窯の中をみると綺麗に焼けていたので丸パン2つ以外はショップに出しておく。手元に残した2つはこれまた残しておいたホワイトシチューと共にテーブルへ置いて1セットは向かいに渡して席に着いた。
「ふう…作った、作った」
「終わりか?」
「ん。携帯食料生活にも目処がついたな」
「大多数は屋台生活だが」
「へぇ…。やっぱりレストランとかは行かない?」
焼きたてのパンと時間を飛ばしてしっかりと煮込んだシチューを味わいながら話をふる。
「行かないな。そもそも大通りに面する店しか見てないからどんなところかも知らないが」
「あーね。食事に興味がないとそうだろな」
「お前も言ってないだろ?」
「まぁ、私は自分で作ろうと思ってたし」
「それで、明日はなんで俺だけなんだ?」
「ああ、住人会議に呼ばれてな。急に呼んでも来る奴はいると思うが」
「アリスとハカセはお前が言えば来るだろ」
「ふ。あんたもな」
当然、と頷いたのに笑って続ける。
「会議に呼んでも問題を起こさないが第一、時点で情報収集ちゃんとしてる奴。

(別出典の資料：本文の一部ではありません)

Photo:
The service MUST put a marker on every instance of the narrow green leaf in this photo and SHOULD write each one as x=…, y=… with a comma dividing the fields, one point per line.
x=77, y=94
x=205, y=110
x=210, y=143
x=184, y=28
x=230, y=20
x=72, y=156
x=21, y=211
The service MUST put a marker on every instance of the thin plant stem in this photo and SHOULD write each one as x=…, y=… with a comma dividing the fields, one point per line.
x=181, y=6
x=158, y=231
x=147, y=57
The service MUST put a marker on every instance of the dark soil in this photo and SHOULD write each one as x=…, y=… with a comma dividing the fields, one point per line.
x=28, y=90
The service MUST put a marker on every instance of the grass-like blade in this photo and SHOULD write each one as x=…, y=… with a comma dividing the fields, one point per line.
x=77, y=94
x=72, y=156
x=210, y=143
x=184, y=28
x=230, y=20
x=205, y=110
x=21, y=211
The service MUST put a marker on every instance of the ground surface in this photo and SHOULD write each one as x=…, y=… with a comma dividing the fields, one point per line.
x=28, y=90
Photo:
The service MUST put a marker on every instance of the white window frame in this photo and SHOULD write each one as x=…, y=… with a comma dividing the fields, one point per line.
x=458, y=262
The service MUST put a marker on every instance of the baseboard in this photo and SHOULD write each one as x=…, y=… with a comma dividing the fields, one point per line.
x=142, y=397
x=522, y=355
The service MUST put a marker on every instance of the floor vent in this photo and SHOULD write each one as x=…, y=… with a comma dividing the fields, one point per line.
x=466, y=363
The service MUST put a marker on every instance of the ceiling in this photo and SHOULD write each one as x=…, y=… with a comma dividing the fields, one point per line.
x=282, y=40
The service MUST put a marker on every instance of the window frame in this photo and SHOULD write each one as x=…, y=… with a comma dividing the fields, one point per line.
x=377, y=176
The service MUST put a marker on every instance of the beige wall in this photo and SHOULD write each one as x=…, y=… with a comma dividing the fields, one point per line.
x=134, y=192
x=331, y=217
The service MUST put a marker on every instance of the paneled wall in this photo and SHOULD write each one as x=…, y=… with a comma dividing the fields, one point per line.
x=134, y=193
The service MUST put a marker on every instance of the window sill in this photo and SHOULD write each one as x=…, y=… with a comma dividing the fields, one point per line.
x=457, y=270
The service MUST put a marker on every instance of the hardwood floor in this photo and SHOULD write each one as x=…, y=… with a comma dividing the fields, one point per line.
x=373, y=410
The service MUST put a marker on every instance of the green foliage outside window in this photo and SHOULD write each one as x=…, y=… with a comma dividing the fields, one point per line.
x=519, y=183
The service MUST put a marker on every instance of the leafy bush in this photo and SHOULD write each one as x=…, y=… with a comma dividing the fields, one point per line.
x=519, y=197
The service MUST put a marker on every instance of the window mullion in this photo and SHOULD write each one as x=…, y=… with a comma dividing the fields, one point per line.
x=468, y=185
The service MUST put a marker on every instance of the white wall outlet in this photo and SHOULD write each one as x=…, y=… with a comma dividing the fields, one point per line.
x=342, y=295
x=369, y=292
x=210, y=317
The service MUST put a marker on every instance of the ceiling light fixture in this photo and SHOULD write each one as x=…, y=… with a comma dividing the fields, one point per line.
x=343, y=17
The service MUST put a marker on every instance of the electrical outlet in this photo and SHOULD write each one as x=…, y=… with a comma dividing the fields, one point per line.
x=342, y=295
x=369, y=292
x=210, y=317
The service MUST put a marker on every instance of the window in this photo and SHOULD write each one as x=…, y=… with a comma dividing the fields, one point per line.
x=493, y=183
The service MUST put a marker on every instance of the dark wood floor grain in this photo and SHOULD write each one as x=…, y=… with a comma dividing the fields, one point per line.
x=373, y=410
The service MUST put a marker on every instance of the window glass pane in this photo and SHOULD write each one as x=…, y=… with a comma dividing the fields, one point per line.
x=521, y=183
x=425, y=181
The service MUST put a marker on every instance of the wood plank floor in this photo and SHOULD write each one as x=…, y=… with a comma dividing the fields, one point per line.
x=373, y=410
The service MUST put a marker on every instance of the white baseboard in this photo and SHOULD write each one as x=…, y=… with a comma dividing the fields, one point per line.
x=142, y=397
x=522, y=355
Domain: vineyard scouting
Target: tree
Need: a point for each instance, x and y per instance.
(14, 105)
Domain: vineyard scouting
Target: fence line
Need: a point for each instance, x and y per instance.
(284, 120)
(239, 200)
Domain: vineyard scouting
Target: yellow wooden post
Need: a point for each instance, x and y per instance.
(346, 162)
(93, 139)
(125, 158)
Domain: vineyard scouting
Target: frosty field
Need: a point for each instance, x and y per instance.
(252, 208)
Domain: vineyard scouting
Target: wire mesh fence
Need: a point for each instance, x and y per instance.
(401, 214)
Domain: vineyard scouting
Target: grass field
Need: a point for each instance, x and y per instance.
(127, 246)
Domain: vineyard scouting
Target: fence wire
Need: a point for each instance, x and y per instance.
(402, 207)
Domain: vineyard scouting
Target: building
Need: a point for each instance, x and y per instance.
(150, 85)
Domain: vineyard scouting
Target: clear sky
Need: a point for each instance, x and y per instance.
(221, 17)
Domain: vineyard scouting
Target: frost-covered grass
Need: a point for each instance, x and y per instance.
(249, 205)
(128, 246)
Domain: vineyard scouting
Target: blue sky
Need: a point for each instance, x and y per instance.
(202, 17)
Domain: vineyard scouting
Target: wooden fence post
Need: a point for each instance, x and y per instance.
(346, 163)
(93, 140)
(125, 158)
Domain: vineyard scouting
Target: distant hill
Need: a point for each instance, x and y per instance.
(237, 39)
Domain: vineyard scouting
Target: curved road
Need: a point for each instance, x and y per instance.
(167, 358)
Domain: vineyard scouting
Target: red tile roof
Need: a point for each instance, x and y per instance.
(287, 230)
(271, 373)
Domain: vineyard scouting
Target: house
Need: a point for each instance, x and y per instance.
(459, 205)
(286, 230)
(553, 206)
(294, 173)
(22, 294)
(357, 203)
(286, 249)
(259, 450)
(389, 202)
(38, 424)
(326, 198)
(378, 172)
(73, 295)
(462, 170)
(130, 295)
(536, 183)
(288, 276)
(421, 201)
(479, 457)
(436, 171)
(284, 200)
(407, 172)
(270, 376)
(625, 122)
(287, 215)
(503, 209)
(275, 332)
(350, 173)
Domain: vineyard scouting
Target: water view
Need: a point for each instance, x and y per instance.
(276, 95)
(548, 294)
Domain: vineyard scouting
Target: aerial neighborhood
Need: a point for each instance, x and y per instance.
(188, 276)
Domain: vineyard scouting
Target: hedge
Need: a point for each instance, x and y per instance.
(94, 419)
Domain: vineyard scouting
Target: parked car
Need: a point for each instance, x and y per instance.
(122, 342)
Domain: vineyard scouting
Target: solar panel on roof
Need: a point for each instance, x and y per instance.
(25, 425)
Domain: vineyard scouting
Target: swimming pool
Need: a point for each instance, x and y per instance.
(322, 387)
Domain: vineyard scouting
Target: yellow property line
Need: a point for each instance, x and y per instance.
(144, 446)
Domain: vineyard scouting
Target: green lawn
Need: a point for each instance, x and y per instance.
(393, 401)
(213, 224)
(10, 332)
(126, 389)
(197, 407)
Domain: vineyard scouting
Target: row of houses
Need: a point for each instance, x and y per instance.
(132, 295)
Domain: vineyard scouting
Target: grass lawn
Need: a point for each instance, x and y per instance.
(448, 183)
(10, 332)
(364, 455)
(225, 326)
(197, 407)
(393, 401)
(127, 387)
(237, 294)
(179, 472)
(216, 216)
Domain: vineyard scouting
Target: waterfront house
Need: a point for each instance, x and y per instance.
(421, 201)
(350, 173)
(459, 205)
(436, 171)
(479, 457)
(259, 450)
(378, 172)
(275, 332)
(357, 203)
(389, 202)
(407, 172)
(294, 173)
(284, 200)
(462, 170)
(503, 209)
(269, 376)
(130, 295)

最後に一応スレッドの書き込むことに抵抗感がない奴」
「ああ、確かに。それに当てはまるのは俺かハカセくらいだな」
「だろ。でもハカセは明日仕事だって言ってたからザキしか来れないし。てことで明日よろしく」
縦に首を振ったザキが会議概要を尋ねる。
「ああ。それで、結局何の会議だ?」
「住民と異邦人の認識のすり合わせだな。異邦人が街の部外者であり続けるのは支障がある」
「税金徴収でも始めるのか?」
「まさか。もっと街使おうねってくらいだろ」
「了解。俺はそれの周知か?」
「んー、スレに流す程度でいい。元々興味ある人間は街探索してるだろうしスレなら情報収集目的で見てる人多いから勝手に話回るだろ」
頷いたザキが立ち上がる。
「それもそうだな。じゃあ、今日はこれくらいで」
「ああ、土産だ。好きに扱え」
パンとコーヒーを手渡してワープゲートを潜るとルームキーが勝手に消え受付嬢が笑顔で会釈をするのに返して施設を出る。
肩をぐるりと回して適当な討伐に行くというザキを見送りいつものようにログアウトした。